Additional areas of uncertainty relate to aortic valve disease. Subsequent to the first Lp(a) consensus,² there is now extensive evidence that elevated Lp(a) concentration is associated with increased risk for aortic valve stenosis (AVS).^10,11 This has important clinical implications, given that AVS, an increasingly prevalent condition in ageing societies,¹² is perhaps the last major cardiovascular condition lacking medical therapy for slowing disease progression. However, what stage of the disease to target in clinical trials, and which endpoints to assess, are contentious. Additionally, as highlighted by the consensus panel, there are outstanding questions about the underlying mechanisms of pathogenicity of Lp(a).

This 2022 EAS Lp(a) consensus paper is an important contribution to the Lp(a) field. Results from ongoing trials are the critical test of the Lp(a) hypothesis: Does lowering elevated Lp(a) levels in high-risk patients reduce cardiovascular events?

References

1. Kronenberg F, Mora S, Stroes ESG, et al. Lipoprotein(a) in atherosclerotic cardiovascular disease and aortic stenosis: a European Atherosclerosis Society consensus statement. Eur Heart J 2022; 43: 3925-3946
2. Nordestgaard BG, Chapman MJ, Ray K, et al; European Atherosclerosis Society Consensus Panel. Lipoprotein(a) as a cardiovascular risk factor: current status. Eur Heart J 2010;31:2844-53.
3. Nordestgaard BG, Langsted A. Lipoprotein (a) as a cause of cardiovascular disease: insights from epidemiology, genetics, and biology. J Lipid Res 2016;57:1953-75.
4. Patel AP, Wang M, Pirruccello JP, et al. Lp(a) (Lipoprotein(a)) Concentrations and Incident Atherosclerotic Cardiovascular Disease: New Insights From a Large National Biobank.

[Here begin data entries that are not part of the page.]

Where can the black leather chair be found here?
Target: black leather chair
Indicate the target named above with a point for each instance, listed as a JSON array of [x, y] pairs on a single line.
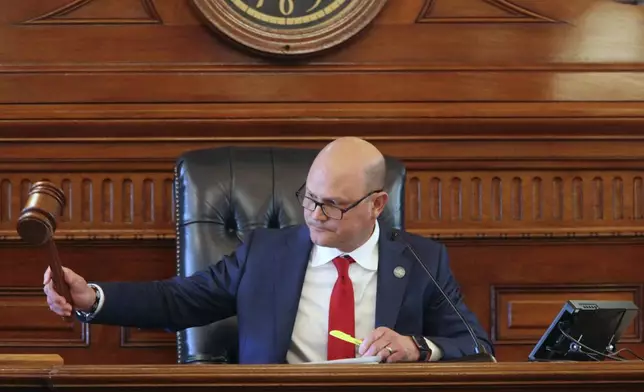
[[223, 193]]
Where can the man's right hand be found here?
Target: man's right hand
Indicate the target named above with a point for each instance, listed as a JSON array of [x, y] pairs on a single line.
[[83, 296]]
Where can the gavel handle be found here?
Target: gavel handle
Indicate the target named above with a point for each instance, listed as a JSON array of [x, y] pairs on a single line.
[[58, 276]]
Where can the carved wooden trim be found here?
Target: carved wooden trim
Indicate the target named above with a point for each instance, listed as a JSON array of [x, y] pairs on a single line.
[[514, 13], [64, 15], [475, 197]]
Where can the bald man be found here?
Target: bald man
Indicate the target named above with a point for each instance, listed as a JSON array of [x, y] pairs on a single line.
[[291, 287]]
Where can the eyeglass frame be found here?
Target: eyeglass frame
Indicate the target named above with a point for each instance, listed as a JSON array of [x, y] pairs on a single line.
[[321, 205]]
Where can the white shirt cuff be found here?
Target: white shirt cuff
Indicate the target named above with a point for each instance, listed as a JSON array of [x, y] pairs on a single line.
[[87, 317], [437, 353]]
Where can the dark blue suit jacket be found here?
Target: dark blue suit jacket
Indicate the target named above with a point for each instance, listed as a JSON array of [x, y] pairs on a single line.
[[261, 283]]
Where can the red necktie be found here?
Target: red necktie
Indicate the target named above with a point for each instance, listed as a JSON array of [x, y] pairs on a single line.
[[342, 311]]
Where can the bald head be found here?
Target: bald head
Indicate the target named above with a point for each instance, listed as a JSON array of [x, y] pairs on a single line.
[[344, 177], [352, 159]]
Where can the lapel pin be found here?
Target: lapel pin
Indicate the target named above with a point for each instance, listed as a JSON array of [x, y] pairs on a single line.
[[399, 272]]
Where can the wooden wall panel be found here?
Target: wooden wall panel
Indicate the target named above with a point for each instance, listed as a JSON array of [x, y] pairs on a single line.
[[520, 123]]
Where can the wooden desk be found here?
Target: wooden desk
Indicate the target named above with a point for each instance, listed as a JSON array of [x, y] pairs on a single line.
[[550, 377]]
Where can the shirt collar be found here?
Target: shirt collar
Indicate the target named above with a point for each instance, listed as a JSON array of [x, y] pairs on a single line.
[[366, 255]]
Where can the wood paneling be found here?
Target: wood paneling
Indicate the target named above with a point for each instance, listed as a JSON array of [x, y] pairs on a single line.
[[517, 377], [520, 123], [522, 313], [27, 322]]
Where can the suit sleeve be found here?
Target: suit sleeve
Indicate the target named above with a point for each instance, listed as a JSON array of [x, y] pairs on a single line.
[[442, 326], [177, 303]]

Arterioscler Thromb Vasc Biol 2021;41:465-74.
5. Mehta A, Jain V, Saeed A, et al. Lipoprotein(a) and ethnicities. Atherosclerosis 2022;349:42-52.

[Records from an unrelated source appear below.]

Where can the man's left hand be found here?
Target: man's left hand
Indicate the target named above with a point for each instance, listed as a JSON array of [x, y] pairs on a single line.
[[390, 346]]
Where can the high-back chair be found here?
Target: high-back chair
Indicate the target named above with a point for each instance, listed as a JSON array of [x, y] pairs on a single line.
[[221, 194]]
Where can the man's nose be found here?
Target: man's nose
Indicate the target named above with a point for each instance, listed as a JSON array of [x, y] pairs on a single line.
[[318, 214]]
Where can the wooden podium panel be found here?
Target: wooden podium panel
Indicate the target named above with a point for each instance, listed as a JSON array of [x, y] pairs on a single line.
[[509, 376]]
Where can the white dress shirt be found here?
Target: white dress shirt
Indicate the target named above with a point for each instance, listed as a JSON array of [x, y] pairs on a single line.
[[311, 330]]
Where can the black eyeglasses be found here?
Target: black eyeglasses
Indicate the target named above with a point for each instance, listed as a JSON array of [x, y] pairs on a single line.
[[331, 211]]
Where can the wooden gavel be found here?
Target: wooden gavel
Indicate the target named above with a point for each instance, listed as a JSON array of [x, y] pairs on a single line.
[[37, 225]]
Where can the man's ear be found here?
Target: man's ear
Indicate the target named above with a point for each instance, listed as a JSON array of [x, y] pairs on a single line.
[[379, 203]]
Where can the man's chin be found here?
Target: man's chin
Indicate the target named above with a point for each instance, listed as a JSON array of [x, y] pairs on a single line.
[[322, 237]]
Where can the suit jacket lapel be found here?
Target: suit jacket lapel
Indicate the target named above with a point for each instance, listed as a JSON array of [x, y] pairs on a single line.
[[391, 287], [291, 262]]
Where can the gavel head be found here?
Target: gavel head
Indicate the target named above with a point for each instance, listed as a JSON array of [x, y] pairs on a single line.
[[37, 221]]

6. Mach F, Baigent C, Catapano AL, et al. 2019 ESC/EAS Guidelines for the management of dyslipidaemias: lipid modification to reduce cardiovascular risk. Eur Heart J 2020;41:111-88. 

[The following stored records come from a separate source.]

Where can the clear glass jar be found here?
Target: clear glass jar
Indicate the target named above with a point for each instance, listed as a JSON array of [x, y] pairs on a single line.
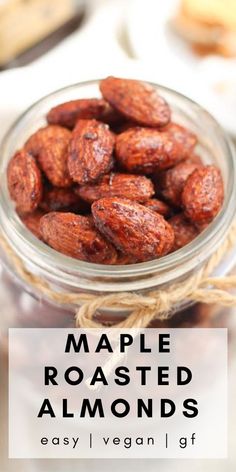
[[67, 274]]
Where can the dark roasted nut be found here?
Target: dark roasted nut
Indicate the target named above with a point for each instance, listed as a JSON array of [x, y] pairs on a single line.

7. Tsimikas S, Karwatowska-Prokopczuk E, Gouni-Berthold I, et al. Lipoprotein(a) Reduction in Persons with Cardiovascular Disease. N Engl J Med 2020;382:244-55.  
8. Koren MJ, Moriarty PM, Baum SJ, et al. Preclinical development and phase 1 trial of a novel siRNA targeting lipoprotein(a). Nat Med 2022;28:96-103.
9. Nissen SE, Wolski K, Balog C, et al. Single Ascending Dose Study of a Short Interfering RNA Targeting Lipoprotein(a) Production in Individuals With Elevated Plasma Lipoprotein(a) Levels. JAMA. 2022;327:1679-87. 
10. Thanassoulis G, Campbell CY, Owens DS, et al. Genetic associations with valvular calcification and aortic stenosis. N Engl J Med 2013;368:503-12.
11. Kamstrup PR, Tybjaerg-Hansen A, Nordestgaard BG. Elevated lipoprotein(a) and risk of aortic valve stenosis in the general population. J Am Coll Cardiol 2014;63:470-7.
12. Goody PR, Hosen MR, Christmann D, et al. Aortic Valve Stenosis: From Basic Mechanisms to Novel Therapeutic Targets. Arterioscler Thromb Vasc Biol 2020;40:885-900.